У меня был дружок – корсиканец Жан-Ги Сиз, парень отчаянный. К тому же он сильно любил меня. С ним мы отправились к этим Мансурофф (такова была фамилия Марин), перевернули вверх дном все в доме и все-таки нашли дневник. Стоило мне взглянуть на него, и я поняла, что душу дьяволу заложу, только бы никогда не расставаться с этим сокровищем, которое приведет меня к обладанию еще большим богатством. Для отвода глаз, чтобы сбить со следа полицию, мы с Жаном-Ги прихватили кое-какие драгоценности, которые нашли в квартире. Между прочим, там были очень недурные бриллианты. Фамильные, как я понимаю, может быть, даже вывезенные из России… – Клоди мечтательно улыбнулась. – Мы были уверены, что нам удастся обмануть Марин, внушить ей, что она потеряла ключи. Но когда мы вернулись, нас ждал неприятный сюрприз – в доме, во дворе была полиция. Оказывается, Марин проснулась, обнаружила, что заперта, и решила выбраться через окно. Но она ведь была пьяна и… сорвалась со скользкой крыши мансарды, разбилась насмерть. Потом стало известно об ограблении квартиры Мансурофф. Брат и родители Марин развили бешеную активность. Я едва успела спрятать дневник, однако бриллианты у нас отняли. Жан-Ги поступил благородно – всю вину взял на себя. Мне дали только три года, а ему – десять. Впрочем, это справедливо: я ведь только достала ключи из сумки Марин, а «работал» в квартире Мансурофф в основном Жан-Ги.
«В основном, вот именно… – мысленно хмыкаю я. – А ты стояла у порога, скромно сложив ручки. А кто напоил Марин до того, что у нее помутилось в голове? И наверняка не обошлось без травки или «колес»!»
Разумеется, я ничего такого не говорю, а спешу задать следующий вопрос:
– И что было потом? В дневнике и впрямь имелись указания, где спрятана картина?
Я даже не выговариваю, а выпаливаю это. Боюсь, что Исе надоедят пустые разговоры и он пустит в ход свой ствол с глушителем.
Нет, не буду думать об этом, не то я стану плакать, рыдать, молить о пощаде! Нельзя.
Однако краем глаза замечаю, что Иса с откровенным любопытством слушает наш с Клоди разговор. Видимо, он ничего не знал из того, о чем идет речь. Ну что ж, тогда я буду смаковать последние минуты жизни, получая информацию, словно пчела, которая высасывает тягучий, сладкий нектар.
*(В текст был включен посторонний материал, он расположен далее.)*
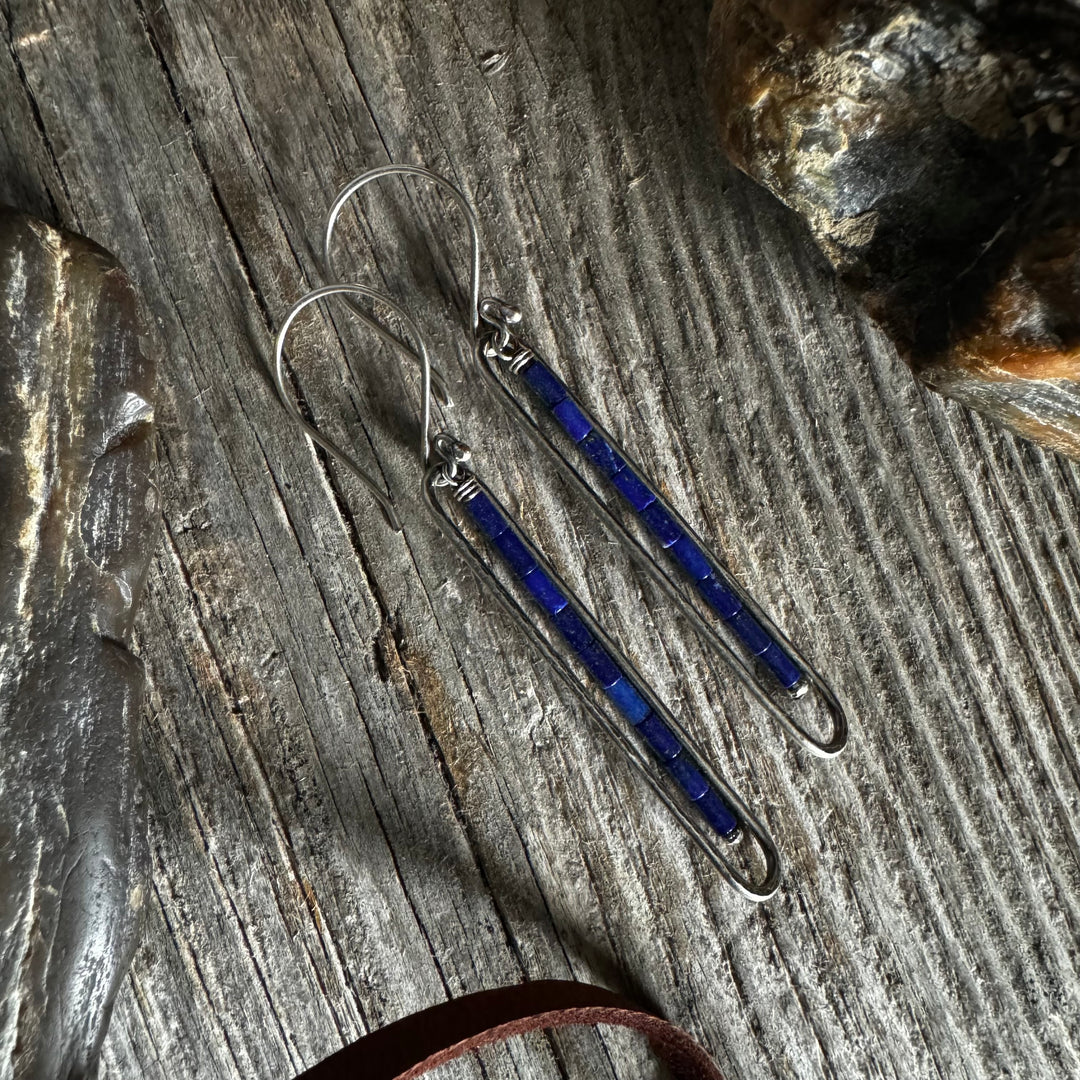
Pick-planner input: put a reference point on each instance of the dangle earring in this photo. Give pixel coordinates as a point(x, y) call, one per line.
point(557, 623)
point(725, 617)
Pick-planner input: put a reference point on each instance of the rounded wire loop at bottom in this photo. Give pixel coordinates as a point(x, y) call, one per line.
point(435, 491)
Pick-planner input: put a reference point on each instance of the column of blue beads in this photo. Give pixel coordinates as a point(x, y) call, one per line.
point(556, 396)
point(602, 665)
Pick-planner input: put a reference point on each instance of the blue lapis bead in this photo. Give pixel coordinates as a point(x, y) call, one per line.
point(664, 527)
point(638, 494)
point(545, 591)
point(691, 557)
point(545, 382)
point(718, 814)
point(660, 738)
point(599, 664)
point(782, 666)
point(521, 559)
point(629, 701)
point(486, 515)
point(602, 455)
point(575, 422)
point(572, 629)
point(688, 777)
point(719, 597)
point(750, 632)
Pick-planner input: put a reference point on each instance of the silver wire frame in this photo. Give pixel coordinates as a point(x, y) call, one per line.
point(823, 748)
point(434, 483)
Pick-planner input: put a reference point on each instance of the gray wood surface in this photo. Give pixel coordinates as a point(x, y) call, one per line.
point(364, 795)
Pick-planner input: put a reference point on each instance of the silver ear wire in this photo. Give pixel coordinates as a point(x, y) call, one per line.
point(420, 355)
point(382, 171)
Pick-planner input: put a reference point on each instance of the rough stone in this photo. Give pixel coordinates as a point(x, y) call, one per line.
point(81, 511)
point(931, 147)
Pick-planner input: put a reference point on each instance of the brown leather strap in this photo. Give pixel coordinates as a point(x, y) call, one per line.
point(414, 1044)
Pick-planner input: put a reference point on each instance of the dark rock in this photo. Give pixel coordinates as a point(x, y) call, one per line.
point(76, 537)
point(931, 147)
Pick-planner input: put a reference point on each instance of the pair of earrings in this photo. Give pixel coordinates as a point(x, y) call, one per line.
point(561, 628)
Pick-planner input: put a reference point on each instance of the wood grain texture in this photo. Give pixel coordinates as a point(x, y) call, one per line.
point(364, 795)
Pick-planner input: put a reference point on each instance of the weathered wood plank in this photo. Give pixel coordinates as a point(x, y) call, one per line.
point(364, 795)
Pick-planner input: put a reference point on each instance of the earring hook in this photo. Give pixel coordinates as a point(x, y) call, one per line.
point(374, 174)
point(420, 354)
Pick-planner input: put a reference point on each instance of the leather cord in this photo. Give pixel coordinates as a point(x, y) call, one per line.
point(417, 1043)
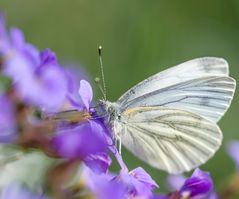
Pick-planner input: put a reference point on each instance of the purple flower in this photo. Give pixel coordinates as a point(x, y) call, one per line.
point(37, 77)
point(99, 163)
point(138, 182)
point(103, 186)
point(79, 141)
point(175, 182)
point(15, 191)
point(7, 120)
point(44, 86)
point(233, 151)
point(199, 184)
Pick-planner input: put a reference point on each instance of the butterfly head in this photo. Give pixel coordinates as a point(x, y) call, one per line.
point(109, 109)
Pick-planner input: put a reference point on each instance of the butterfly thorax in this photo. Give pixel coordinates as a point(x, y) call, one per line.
point(112, 115)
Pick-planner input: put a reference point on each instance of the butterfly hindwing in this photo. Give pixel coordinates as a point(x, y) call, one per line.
point(169, 139)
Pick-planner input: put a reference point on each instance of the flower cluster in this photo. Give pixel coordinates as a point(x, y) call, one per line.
point(54, 145)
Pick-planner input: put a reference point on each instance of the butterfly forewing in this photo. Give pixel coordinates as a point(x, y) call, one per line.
point(169, 139)
point(196, 68)
point(208, 96)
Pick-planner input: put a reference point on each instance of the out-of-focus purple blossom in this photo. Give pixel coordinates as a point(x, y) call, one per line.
point(7, 120)
point(159, 197)
point(138, 182)
point(103, 186)
point(79, 141)
point(15, 191)
point(175, 182)
point(213, 196)
point(199, 184)
point(44, 86)
point(233, 151)
point(99, 163)
point(36, 76)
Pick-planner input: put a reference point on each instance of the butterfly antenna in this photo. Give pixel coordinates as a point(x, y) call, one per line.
point(102, 72)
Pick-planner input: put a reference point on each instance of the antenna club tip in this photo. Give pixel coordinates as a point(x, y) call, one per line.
point(99, 50)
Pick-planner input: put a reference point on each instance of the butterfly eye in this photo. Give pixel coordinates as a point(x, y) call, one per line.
point(119, 116)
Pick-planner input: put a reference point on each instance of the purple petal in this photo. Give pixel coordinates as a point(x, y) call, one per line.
point(175, 182)
point(233, 151)
point(103, 187)
point(17, 38)
point(200, 183)
point(99, 163)
point(85, 93)
point(7, 120)
point(160, 197)
point(79, 141)
point(138, 182)
point(14, 191)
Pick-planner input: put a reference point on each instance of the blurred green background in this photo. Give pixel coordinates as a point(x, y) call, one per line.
point(139, 38)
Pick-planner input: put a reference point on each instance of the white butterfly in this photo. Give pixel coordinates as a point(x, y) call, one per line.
point(169, 120)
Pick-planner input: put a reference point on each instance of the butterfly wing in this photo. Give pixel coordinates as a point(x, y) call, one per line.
point(208, 96)
point(169, 139)
point(193, 69)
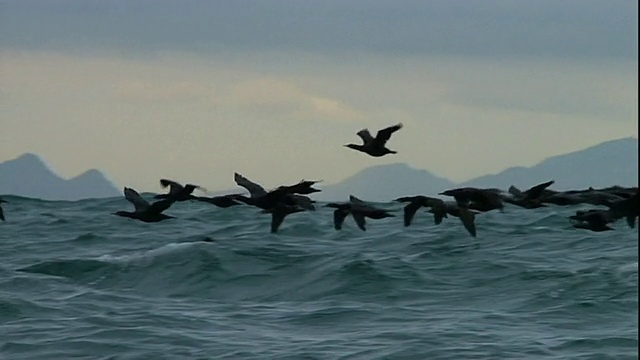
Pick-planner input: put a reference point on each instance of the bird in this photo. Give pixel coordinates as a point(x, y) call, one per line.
point(223, 201)
point(265, 200)
point(439, 209)
point(416, 202)
point(1, 211)
point(255, 190)
point(279, 212)
point(476, 199)
point(594, 220)
point(177, 192)
point(279, 202)
point(628, 208)
point(359, 210)
point(375, 146)
point(143, 210)
point(303, 187)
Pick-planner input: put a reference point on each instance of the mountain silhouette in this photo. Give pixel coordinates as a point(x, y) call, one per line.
point(609, 163)
point(28, 175)
point(385, 182)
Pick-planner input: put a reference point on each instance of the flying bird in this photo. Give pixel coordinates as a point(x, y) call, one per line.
point(177, 192)
point(144, 211)
point(375, 146)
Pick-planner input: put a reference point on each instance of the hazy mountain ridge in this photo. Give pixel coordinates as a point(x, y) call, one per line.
point(29, 176)
point(609, 163)
point(384, 182)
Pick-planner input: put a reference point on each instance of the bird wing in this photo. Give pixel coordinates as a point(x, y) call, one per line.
point(355, 200)
point(277, 217)
point(174, 187)
point(515, 192)
point(536, 191)
point(254, 189)
point(385, 134)
point(303, 201)
point(468, 220)
point(138, 202)
point(359, 219)
point(410, 211)
point(338, 218)
point(365, 135)
point(159, 206)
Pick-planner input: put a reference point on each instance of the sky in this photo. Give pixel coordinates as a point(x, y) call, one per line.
point(197, 90)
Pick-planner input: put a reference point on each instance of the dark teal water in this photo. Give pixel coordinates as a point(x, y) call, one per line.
point(79, 283)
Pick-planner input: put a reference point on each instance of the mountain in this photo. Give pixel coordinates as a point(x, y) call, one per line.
point(610, 163)
point(28, 175)
point(385, 182)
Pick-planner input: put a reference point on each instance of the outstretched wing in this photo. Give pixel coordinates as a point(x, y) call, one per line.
point(160, 206)
point(360, 221)
point(536, 191)
point(138, 202)
point(365, 135)
point(355, 200)
point(468, 220)
point(385, 134)
point(410, 211)
point(338, 218)
point(254, 189)
point(174, 187)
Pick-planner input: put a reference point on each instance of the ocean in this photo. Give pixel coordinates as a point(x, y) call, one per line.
point(79, 283)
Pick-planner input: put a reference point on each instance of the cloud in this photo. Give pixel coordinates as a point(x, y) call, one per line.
point(178, 91)
point(289, 101)
point(490, 28)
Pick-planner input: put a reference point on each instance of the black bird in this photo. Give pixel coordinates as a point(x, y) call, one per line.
point(467, 217)
point(255, 190)
point(259, 197)
point(279, 212)
point(476, 199)
point(2, 212)
point(304, 187)
point(594, 220)
point(177, 192)
point(439, 209)
point(143, 210)
point(279, 202)
point(223, 201)
point(375, 146)
point(628, 208)
point(533, 193)
point(359, 210)
point(416, 202)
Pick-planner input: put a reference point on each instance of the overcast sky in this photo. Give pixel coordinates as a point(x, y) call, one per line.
point(195, 90)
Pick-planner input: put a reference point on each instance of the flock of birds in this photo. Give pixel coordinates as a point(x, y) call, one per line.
point(619, 202)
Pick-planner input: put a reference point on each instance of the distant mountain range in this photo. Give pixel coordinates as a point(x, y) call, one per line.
point(609, 163)
point(28, 175)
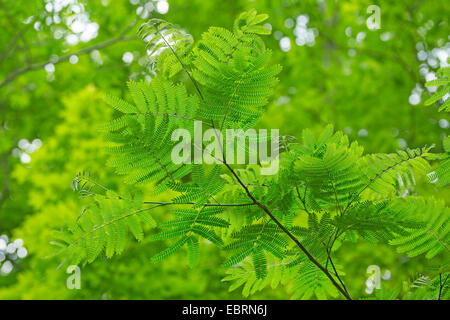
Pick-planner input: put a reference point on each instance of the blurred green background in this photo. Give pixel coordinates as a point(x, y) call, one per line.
point(57, 58)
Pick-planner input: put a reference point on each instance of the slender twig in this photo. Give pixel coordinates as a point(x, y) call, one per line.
point(15, 74)
point(442, 284)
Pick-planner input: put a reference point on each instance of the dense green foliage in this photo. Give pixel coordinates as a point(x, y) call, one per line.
point(343, 199)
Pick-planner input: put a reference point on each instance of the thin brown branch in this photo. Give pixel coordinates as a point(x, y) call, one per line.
point(101, 45)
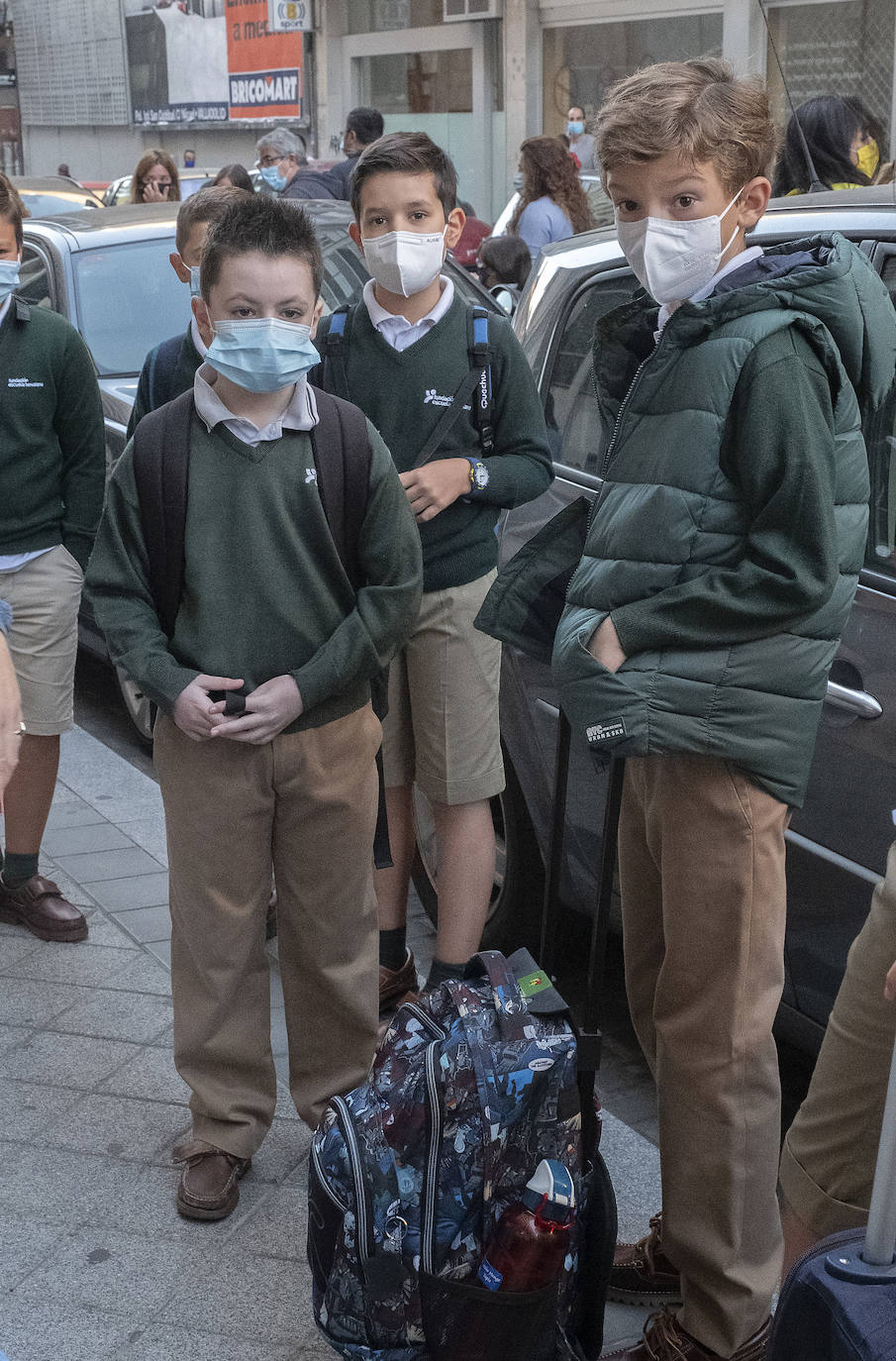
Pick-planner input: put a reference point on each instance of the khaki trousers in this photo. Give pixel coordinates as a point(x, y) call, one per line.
point(702, 873)
point(827, 1164)
point(303, 806)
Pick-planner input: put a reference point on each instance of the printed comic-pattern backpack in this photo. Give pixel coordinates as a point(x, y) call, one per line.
point(470, 1088)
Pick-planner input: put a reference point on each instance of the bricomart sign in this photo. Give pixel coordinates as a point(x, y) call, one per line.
point(264, 67)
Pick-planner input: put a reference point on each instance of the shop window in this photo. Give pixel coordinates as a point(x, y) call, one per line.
point(582, 61)
point(419, 82)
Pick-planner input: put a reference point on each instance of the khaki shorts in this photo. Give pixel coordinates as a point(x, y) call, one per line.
point(443, 726)
point(46, 597)
point(827, 1164)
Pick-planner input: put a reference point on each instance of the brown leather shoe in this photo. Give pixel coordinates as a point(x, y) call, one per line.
point(208, 1183)
point(642, 1273)
point(394, 983)
point(665, 1339)
point(39, 905)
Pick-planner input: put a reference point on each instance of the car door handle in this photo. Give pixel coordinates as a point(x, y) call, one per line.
point(854, 701)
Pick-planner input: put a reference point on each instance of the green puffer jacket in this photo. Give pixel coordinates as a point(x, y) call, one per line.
point(672, 510)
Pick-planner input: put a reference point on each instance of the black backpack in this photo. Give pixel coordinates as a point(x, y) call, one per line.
point(342, 452)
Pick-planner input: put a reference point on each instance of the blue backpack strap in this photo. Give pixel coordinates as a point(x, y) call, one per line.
point(480, 361)
point(335, 342)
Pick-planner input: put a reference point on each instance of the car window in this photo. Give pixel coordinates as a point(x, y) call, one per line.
point(574, 428)
point(35, 283)
point(128, 301)
point(880, 437)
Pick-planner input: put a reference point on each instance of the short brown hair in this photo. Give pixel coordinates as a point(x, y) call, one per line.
point(208, 206)
point(269, 226)
point(699, 109)
point(405, 153)
point(11, 208)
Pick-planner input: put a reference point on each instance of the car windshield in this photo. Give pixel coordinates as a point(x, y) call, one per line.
point(130, 297)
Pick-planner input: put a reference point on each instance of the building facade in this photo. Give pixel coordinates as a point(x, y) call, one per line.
point(477, 75)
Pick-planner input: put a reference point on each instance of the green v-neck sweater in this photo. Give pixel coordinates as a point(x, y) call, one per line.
point(405, 392)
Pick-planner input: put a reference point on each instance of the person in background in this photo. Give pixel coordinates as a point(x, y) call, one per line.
point(51, 476)
point(552, 203)
point(581, 142)
point(11, 727)
point(281, 162)
point(168, 369)
point(503, 268)
point(474, 232)
point(155, 178)
point(845, 142)
point(827, 1163)
point(233, 177)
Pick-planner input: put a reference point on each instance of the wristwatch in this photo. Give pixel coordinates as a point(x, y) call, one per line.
point(479, 475)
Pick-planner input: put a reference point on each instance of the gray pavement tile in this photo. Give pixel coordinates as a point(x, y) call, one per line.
point(143, 890)
point(116, 1015)
point(160, 1342)
point(145, 975)
point(61, 1331)
point(15, 947)
point(30, 1001)
point(94, 836)
point(68, 1061)
point(29, 1108)
point(113, 1272)
point(149, 1074)
point(88, 965)
point(148, 923)
point(277, 1228)
point(120, 1127)
point(244, 1296)
point(98, 866)
point(24, 1245)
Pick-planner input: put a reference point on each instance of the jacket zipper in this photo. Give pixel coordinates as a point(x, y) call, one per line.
point(361, 1217)
point(323, 1179)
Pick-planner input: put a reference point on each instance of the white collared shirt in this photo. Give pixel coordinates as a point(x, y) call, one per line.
point(396, 330)
point(702, 294)
point(301, 414)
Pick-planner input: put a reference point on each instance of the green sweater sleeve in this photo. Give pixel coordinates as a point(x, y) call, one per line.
point(779, 448)
point(77, 424)
point(386, 604)
point(520, 469)
point(119, 586)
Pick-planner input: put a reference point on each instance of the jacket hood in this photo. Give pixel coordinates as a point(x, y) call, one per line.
point(826, 277)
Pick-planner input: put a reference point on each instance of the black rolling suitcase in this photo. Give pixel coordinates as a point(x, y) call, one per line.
point(598, 1239)
point(840, 1299)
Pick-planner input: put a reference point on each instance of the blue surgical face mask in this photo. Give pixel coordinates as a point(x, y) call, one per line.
point(8, 277)
point(270, 174)
point(262, 354)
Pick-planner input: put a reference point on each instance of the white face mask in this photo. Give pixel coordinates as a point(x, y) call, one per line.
point(405, 262)
point(674, 261)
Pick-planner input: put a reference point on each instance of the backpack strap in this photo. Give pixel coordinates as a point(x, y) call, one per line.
point(336, 339)
point(160, 469)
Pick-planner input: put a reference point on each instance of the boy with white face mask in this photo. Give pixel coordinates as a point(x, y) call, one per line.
point(696, 640)
point(405, 361)
point(266, 741)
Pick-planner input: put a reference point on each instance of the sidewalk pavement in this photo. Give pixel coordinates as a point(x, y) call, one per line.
point(95, 1262)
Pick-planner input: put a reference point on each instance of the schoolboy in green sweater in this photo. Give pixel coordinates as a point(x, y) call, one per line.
point(51, 476)
point(290, 785)
point(405, 356)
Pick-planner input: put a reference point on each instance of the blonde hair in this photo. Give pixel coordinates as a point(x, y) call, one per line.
point(153, 158)
point(699, 109)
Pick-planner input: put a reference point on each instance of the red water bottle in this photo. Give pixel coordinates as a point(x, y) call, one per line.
point(532, 1237)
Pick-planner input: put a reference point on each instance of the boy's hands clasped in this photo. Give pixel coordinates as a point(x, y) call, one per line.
point(269, 709)
point(436, 486)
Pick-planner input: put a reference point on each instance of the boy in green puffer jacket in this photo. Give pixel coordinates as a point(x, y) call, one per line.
point(699, 629)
Собственно, зачем она мне?.. Строго говоря, смысла нет особенно стараться. Там , как уверяют некоторые книжки, человек обретает особое знание обо всех земных делах. То есть, как только я умру, вся подноготная сделается мне известна. И о том, где картина, и о том, кто убил Лору, и даже о «цыганке», обреченной взлететь на воздух вместе с нашим роддомом и своим нерожденным ребенком…
Не хочу – там ! Хочу – здесь !
А еще я хочу хоть как-то отомстить Клоди. Например, поссорить ее с Исой. Ну хоть что-то сделать!